[PATCH 1/5] drm/amdgpu:keep ctx alive till all job finished
zhoucm1
david1.zhou at amd.com
Wed May 3 07:23:44 UTC 2017
On 2017年05月03日 14:02, Liu, Monk wrote:
> You can add ctx as filed of job, but not get reference of it, when you
> try to use ctx, just check if ctx == NULL.

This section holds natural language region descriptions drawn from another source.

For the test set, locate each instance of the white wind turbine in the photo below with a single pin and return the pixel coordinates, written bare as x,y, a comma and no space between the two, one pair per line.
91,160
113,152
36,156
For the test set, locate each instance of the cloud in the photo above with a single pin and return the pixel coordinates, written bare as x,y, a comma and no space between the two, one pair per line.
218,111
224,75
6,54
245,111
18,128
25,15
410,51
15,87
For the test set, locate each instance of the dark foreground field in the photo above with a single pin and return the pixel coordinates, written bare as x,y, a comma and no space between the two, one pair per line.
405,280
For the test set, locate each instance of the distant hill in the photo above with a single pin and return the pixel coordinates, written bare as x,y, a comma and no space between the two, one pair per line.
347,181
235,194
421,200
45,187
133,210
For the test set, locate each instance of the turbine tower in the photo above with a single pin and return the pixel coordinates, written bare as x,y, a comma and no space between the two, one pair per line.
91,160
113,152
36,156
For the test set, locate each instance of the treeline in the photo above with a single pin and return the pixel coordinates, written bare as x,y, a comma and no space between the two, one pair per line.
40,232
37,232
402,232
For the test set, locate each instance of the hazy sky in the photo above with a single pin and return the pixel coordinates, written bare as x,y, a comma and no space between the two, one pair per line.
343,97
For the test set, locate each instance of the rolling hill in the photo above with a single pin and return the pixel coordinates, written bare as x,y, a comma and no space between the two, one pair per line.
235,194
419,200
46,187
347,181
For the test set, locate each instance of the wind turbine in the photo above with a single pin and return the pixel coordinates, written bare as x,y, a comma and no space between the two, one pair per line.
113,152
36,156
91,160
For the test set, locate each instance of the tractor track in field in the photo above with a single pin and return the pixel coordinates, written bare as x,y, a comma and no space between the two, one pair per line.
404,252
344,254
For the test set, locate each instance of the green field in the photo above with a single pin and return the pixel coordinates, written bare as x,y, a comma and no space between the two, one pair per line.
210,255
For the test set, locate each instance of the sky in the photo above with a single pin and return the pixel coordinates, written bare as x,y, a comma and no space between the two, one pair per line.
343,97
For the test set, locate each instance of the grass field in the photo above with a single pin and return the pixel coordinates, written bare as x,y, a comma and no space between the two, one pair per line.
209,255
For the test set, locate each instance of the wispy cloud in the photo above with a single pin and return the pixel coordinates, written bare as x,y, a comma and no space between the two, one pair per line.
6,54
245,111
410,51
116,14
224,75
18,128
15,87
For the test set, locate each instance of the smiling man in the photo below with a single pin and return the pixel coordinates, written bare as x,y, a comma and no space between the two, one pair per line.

> > that doesn't work at all... job->ctx will always be non-NULL after
> it is initialized, you just refer to a wild pointer after CTX released
job->ctx is a **ctx, which could resolve your this concern.
>
> Another stupid method:
> Use idr_for_each_entry(..job->vm->ctx_mgr...) and compare the
> job->fence->fence_context with ctx->ring[].entity->fence_context. if
> not found, then ctx is freed, otherwise you can do your things for
> this ctx.
> > 1) fence_context have chance to incorrectly represent the context
> behind it, because the number can be used up and will wrapped around
> from beginning
No, fence_context is unique in global in kernel.
Regards,
David Zhou
> 2) why not just keep CTX alive, which is much simple than this method
>
> BR
>
> -----Original Message-----
> From: Zhou, David(ChunMing)
> Sent: Wednesday, May 03, 2017 12:54 PM
> To: Liu, Monk <Monk.Liu at amd.com>; Liu, Monk <Monk.Liu at amd.com>;
> Christian König <deathsimple at vodafone.de>; amd-gfx at lists.freedesktop.org
> Subject: RE: [PATCH 1/5] drm/amdgpu:keep ctx alive till all job finished
>
> You can add ctx as filed of job, but not get reference of it, when you
> try to use ctx, just check if ctx == NULL.
>
> Another stupid method:
> Use idr_for_each_entry(..job->vm->ctx_mgr...) and compare the
> job->fence->fence_context with ctx->ring[].entity->fence_context. if
> not found, then ctx is freed, otherwise you can do your things for
> this ctx.
>
> Regards,
> David Zhou
>
> -----Original Message-----
> From: amd-gfx [mailto:amd-gfx-bounces at lists.freedesktop.org] On Behalf
> Of Liu, Monk
> Sent: Wednesday, May 03, 2017 11:57 AM
> To: Liu, Monk <Monk.Liu at amd.com>; Christian König
> <deathsimple at vodafone.de>; amd-gfx at lists.freedesktop.org
> Subject: RE: [PATCH 1/5] drm/amdgpu:keep ctx alive till all job finished
>
> @Christian,
>
> The thing is I need mark all entities behind this timeout job as
> guilty, so I use a member in entity named "ptr_guilty", to point to
> The member in amdgpu_ctx named "guilty", that way read
> *entity->ptr_guilty can get you if this entity is "invalid", and set
> *entity->ptr_guilty Can let you set all entities belongs to the
> context as "invalid".
>
> Above logic is to guarantee we can kick out all guilty entities in
> entity kfifo, and also block all IOCTL with a ctx handle point to this
> guilty context, And we only recovery other jobs/entities/context after
> scheduler unparked
>
> If you reject the patch to keep ctx alive till all jobs signaled,
> please give me a solution to satisfy above logic
>
> BR Monk
>
> -----Original Message-----
> From: amd-gfx [mailto:amd-gfx-bounces at lists.freedesktop.org] On Behalf
> Of Liu, Monk
> Sent: Wednesday, May 03, 2017 11:31 AM
> To: Christian König <deathsimple at vodafone.de>;
> amd-gfx at lists.freedesktop.org
> Subject: RE: [PATCH 1/5] drm/amdgpu:keep ctx alive till all job finished
>
> 1, This is necessary otherwise how can I access entity pointer after a
> job timedout , and why it is dangerous ?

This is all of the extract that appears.